FIG. 5 and FIG. 6 shows a fuselink of which reflection wall for shock wave has two spheroidal concaves. Electrical insulation body consists of two spheroidal concaves which partially overlaps each other, i.e. two spheroidal concaves are so arranged individually as to one of the focuses is placed on the midway of the element 3.

Under the normal conditions the element starts arcing at the midway point of the element the shock wave generated there reflects on the wall of spheroidal concaves 5 and converges at the focuses 6-a and 6-b.

The arc extinction mentioned above is subsequently happened by the focused shock wave.

The arrows show the path route of the shock wave. This action is caused on both spheroids.

This type of body construction is more applicable to the short fuse, especially classified as micro fuse, the longitudinal dimension of which is not so long for the diameter.

DESCRIPTION OF THE SECOND PREFERRED EMBODIMENT

In a fuse (FIG. 7) which has relatively longer body comparing to the cross section, the shock wave generated by spot explosion of the arc becomes flat shock wave while it is passing through the long insulation body. (Reference 3)

The paraboloidal reflection wall is adopted on both end of the body so as to converge this flat shock wave. In this preferred embodiment the terminals 2 has internal concave wall to converge the shock wave at the focus point 6-a and 6-b.

In this embodiment the fuse is filled with filler material like granular quartz 7.

Waveforms of second embodiment are shown in FIG. 8 comparing to that of the conventional sand filled fuse. (FIG. 9)

The arcing time in the current waveform is highly shortened until 0.5 millisecond. This arc suppression decreases heat generation of the arc and subsequently the insulation body and terminal caps are kept from any damage.

Table 1 shows the summery of breaking capacity test on the embodiment 2. For the case that any explosion of the body or damage of terminal is not perceived, table counts successful interruption.

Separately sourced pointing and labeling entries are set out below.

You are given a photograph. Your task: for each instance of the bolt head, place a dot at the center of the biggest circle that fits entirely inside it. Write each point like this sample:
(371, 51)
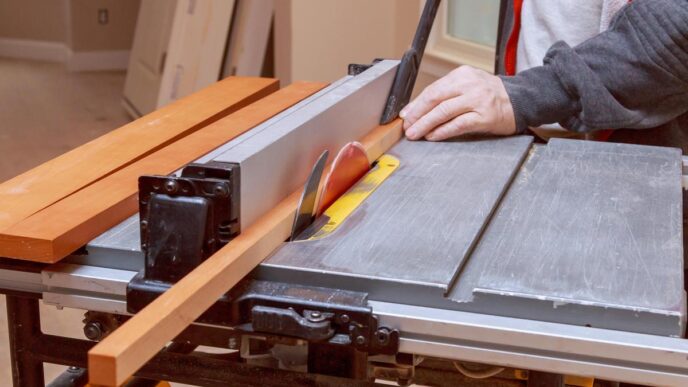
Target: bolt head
(360, 340)
(220, 190)
(93, 331)
(171, 186)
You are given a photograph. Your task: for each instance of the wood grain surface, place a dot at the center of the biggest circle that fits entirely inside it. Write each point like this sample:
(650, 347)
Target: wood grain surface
(56, 231)
(56, 179)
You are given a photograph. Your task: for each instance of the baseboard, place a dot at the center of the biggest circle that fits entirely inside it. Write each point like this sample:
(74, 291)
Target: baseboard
(98, 60)
(33, 49)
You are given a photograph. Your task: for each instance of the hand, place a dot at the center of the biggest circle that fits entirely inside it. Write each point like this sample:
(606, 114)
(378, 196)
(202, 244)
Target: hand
(467, 100)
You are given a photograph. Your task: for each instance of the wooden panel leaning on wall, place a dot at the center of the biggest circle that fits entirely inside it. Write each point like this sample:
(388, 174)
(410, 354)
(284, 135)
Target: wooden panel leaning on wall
(46, 184)
(56, 231)
(129, 347)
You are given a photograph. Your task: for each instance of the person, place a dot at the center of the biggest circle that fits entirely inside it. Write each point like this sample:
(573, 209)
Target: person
(633, 75)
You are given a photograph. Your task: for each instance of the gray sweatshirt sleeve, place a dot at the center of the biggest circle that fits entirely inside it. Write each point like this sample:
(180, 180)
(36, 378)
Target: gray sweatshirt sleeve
(634, 75)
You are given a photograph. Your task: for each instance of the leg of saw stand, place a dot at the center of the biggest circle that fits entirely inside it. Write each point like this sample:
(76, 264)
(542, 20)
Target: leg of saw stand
(24, 324)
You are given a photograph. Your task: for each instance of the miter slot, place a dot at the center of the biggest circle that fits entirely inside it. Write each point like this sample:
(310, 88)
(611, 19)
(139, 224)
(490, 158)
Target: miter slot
(589, 234)
(408, 239)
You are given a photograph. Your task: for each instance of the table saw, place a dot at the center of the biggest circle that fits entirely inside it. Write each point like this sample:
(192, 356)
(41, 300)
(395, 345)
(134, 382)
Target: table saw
(565, 258)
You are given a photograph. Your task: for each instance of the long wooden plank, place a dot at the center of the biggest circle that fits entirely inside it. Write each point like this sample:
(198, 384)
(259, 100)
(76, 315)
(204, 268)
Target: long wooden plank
(58, 230)
(44, 185)
(132, 345)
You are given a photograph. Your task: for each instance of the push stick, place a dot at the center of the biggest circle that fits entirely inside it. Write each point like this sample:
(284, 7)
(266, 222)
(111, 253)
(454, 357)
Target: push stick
(129, 347)
(58, 230)
(38, 188)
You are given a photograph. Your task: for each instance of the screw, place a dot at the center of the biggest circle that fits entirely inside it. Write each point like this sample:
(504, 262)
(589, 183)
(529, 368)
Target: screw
(171, 186)
(93, 331)
(360, 340)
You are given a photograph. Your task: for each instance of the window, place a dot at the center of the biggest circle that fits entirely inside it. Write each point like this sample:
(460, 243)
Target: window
(465, 32)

This table has confirmed the utilization of shock wave in the breaking test.

TABLE 1
			Succesfully	Percentage of
		Arc duration	interrupted	Successfully
	Tested	time	number of	interrupted
Types of fuselink	numbers	(millisecond)	fuselink	fuselink
Conventional cartridge	30 pieces	Av. 4.5	11 pieces	37%
fuselink filled with sand
Invented cartridge fuselink	30 pieces	Av. 1.1	30 pieces	100%
filled with sand
as the second preferred
embodiment

DESCRIPTION OF THE THIRD PREFERRED EMBODIMENT

A fuselink of current rating 30 A is made with the same configuration and same material to embodiment 2.

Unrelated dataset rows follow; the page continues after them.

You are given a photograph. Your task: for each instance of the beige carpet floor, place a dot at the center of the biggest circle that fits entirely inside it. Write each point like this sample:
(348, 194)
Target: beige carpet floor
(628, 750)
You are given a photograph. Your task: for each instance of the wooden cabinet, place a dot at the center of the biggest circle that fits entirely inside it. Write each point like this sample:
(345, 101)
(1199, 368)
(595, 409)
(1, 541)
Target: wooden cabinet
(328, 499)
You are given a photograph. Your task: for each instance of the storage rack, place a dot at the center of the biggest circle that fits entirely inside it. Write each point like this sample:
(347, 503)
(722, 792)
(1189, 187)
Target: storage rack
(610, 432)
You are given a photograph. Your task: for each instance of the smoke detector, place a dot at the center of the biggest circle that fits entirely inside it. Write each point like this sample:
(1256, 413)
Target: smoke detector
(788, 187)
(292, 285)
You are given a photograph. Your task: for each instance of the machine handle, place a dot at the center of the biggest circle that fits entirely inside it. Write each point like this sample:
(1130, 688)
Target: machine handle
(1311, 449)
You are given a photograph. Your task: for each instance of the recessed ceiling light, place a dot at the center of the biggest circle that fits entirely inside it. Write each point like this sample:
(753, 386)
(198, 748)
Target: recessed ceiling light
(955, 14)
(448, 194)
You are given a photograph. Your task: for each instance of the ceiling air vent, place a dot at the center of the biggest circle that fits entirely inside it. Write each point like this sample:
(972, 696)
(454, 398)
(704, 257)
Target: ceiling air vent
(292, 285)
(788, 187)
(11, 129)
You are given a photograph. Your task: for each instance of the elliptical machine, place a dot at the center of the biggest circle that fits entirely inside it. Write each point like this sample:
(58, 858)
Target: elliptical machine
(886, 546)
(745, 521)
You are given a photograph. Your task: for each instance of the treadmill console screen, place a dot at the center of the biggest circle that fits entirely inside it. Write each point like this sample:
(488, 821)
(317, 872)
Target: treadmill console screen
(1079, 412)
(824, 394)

This fuse was examined by a breaking capacity test of 500V-1,000 A DC, where was no zero cross point.

And as the result, tranquil breaking was accomplished because of utilization of the shock wave, while conventional fuse was broken.

Claims

1 Method of avoiding arc prolongation while interrupting the current, using the shock wave generated by the arc discharge, including the internal concave wall of the body, comprising paraboloidal concave wall, spheroidal concave wall, hyperboloidal concave wall or other concave walls and polyhedral walls which converge and reflect the shock wave onto the prolonged arc point.

2 Method of forming a cartridge current fuse, comprising conductors, fusible element which is electrically connected to conductors, and nonconductive body wherein inner wall of the conductors or/and fuse body forms the concave which converge and reflect the shock wave generated by the arc discharge to make the focus onto the prolonged arc.